盛岡タイムス Web News 2012年 9月 18日 (火)

       

■ ロボット技術でリハビリ支援 脳卒中による片まひ患者 手指訓練機器の開発目指す

     
  ハンドロボットを活用したリハビリ支援機器のイメージ  
  ハンドロボットを活用したリハビリ支援機器のイメージ  

 パソコン周辺機器の開発などを手がけるピーアンドエーテクノロジーズ(盛岡市永井)の大関一陽取締役と岩手大工学部の三好扶准教授、ICT企業のホロニック・システムズ(紫波町上平沢)の檜山稔社長のグループは、ロボット技術を援用し、脳卒中による片まひ患者の、手指機能のリハビリテーションを支援するシステムの研究開発に取り組んでいる。動く方の手を鏡に映し、動かない手があたかも動いているような錯覚を与えて動作機能を呼び戻す「ミラー療法」を導入。療法士がいない場所でも患者が意欲的に手指の開閉訓練を続けられる支援機器の商品化を目指す。

  3人が現在、手がけているのは、右手にまひがある人のためのリハビリ支援機器。動かすことができる左手の開閉運動を、患者には分からないように検知し、ハンドロボットに療法士の手の動きを再現させる。

  ハンドロボットは左手と同じタイミングで、まひした右手が開閉するよう手指をマッサージ。この時、患者には鏡に映った左手を見てもらい、まひした右手を自分で動かしているような錯覚を起こさせる。筋肉の硬直をほぐすだけでなく、神経機能の回復を働き掛けるのが大きな特徴だ。

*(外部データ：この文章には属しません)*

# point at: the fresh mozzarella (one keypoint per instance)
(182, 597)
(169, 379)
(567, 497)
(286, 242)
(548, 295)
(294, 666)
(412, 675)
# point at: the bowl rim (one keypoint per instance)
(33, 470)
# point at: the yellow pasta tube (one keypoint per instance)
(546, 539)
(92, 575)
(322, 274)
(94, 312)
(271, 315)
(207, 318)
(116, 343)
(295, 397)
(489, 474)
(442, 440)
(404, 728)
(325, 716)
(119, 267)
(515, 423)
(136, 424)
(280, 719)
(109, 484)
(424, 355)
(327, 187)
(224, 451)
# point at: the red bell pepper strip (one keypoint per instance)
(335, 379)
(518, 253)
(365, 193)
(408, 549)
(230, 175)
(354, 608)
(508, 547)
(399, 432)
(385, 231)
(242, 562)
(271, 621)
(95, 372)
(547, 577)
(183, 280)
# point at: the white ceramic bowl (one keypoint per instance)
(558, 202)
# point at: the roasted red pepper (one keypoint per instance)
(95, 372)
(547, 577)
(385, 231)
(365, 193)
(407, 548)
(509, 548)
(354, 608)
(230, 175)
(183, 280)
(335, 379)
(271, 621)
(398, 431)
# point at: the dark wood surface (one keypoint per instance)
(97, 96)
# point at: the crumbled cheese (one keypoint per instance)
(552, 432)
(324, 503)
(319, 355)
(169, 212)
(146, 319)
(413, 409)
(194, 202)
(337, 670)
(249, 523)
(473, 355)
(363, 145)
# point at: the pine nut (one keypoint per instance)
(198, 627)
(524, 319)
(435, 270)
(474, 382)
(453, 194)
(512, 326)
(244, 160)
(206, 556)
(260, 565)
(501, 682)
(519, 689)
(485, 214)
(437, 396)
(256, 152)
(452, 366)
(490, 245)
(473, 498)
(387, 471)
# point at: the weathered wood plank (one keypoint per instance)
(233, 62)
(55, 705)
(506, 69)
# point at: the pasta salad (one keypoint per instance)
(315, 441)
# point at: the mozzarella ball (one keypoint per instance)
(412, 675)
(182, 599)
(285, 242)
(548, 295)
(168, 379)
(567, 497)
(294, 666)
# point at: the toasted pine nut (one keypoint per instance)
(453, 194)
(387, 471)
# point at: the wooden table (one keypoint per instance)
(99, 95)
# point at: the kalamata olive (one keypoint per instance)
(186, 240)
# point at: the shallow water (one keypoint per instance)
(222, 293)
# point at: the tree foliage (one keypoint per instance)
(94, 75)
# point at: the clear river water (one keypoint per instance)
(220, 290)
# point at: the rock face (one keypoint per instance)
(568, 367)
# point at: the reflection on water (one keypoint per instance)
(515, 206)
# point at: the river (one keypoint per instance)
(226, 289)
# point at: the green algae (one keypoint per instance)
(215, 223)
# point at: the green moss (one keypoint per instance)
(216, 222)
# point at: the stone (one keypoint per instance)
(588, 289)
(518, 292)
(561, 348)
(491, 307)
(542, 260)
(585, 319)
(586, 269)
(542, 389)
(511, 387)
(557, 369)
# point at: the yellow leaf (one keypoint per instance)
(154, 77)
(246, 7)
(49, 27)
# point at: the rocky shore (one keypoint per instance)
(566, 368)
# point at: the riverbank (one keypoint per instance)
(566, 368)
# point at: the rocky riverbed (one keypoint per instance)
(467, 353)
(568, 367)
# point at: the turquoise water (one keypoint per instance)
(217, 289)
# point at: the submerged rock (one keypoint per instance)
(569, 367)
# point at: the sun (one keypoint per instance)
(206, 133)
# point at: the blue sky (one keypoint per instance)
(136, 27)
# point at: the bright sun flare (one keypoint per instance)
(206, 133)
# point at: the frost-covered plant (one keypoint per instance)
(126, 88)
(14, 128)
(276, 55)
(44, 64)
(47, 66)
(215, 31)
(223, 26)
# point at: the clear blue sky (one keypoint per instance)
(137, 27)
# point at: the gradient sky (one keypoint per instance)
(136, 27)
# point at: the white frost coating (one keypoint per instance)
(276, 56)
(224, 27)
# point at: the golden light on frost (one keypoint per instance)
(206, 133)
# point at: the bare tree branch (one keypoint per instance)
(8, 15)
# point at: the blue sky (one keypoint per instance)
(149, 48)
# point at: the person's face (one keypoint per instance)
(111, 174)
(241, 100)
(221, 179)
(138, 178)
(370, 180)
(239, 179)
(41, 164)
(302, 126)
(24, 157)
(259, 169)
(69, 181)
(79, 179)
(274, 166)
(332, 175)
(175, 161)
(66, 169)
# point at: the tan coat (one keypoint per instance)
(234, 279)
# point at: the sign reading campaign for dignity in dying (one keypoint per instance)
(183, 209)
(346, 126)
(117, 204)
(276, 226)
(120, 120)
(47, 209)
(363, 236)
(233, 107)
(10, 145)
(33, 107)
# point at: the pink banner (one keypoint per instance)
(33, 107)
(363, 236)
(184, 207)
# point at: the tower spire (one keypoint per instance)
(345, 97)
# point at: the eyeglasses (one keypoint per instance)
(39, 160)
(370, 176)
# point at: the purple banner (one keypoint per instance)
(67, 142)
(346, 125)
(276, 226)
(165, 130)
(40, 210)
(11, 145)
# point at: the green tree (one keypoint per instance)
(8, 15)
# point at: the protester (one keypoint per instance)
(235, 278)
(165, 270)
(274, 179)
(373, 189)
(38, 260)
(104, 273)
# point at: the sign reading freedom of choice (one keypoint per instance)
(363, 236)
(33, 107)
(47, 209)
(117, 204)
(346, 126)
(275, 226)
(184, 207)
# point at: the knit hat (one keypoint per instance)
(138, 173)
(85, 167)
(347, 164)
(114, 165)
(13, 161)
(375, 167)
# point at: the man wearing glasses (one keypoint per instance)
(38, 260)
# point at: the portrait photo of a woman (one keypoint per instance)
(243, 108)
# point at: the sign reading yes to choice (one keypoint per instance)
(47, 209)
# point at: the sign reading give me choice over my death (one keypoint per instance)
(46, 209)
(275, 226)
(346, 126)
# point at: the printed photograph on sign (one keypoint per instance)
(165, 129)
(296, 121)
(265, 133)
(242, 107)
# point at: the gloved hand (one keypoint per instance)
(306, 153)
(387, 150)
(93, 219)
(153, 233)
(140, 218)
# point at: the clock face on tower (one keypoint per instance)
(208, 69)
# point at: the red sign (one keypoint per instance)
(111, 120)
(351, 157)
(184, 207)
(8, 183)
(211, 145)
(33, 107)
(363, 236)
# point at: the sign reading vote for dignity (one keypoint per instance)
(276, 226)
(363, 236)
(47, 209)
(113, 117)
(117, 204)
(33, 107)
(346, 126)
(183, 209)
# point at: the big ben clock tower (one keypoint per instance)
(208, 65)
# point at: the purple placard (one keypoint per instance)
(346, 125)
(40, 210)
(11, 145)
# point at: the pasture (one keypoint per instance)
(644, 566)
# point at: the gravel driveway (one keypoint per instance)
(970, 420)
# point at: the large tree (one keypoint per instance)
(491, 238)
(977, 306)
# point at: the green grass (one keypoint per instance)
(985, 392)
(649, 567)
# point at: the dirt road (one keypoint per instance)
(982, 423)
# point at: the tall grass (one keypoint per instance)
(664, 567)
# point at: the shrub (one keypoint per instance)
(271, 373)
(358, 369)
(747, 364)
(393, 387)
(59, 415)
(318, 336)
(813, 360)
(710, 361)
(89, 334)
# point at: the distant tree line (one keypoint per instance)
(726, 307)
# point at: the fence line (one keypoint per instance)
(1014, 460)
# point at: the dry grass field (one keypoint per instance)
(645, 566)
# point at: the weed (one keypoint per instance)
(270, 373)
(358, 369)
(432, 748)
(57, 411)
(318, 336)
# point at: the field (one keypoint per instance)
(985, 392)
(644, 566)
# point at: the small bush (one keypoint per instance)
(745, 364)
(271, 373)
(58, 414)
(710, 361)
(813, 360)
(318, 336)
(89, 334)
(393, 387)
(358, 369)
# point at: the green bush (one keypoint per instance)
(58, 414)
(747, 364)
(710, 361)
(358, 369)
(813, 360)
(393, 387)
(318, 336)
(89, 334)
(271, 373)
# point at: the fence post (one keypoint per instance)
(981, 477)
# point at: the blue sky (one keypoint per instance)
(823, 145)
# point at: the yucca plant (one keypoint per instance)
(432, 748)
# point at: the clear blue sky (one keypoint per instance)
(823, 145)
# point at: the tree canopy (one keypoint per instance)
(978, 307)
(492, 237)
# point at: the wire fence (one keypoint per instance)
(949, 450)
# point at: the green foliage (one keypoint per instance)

  患者の左手に触れることなく動きを正確に検出するシステムや、動作の限界を察知して安全装置が働く仕組みなどを構築。人間の手に近い滑らかさを出すため、腕の回転軸に斜めの運動を加えるなどハード面でも工夫を凝らす。患者のやる気を持続させるため、ゲーム感覚でリハビリ回数や効果をスコア化する機能や、リハビリデータを自動的に記録し、患者や療法士らが情報共有できる機能の開発にも挑戦する。

  研究は2年間で最高800万円が補助される「いわて戦略的研究開発推進事業」に採択された。事業期間内に改良試作機を完成させ、その後3年以内には商品化にこぎつけたいという。

     
   ロボット技術を援用したリハビリ支援機器の開発に取り組む大関一陽さん、三好扶准教授、檜山稔さん(左から)  
   ロボット技術を援用したリハビリ支援機器の開発に取り組む大関一陽さん、三好扶准教授、檜山稔さん(左から)
 


  脳の血管がつまって障害を起こす脳卒中は、高齢化の進展もあり増加傾向。2020年には有病者が288万人になるとの推計もあるが、後遺症の回復を助ける理学療法士や作業療法士は不足している。ロボットが行うのはあくまで、療法士が行う高度なリハビリの前段階のトレーニングだが、活用できれば、限られた専門職が効率よく多くの患者と接することも可能になる。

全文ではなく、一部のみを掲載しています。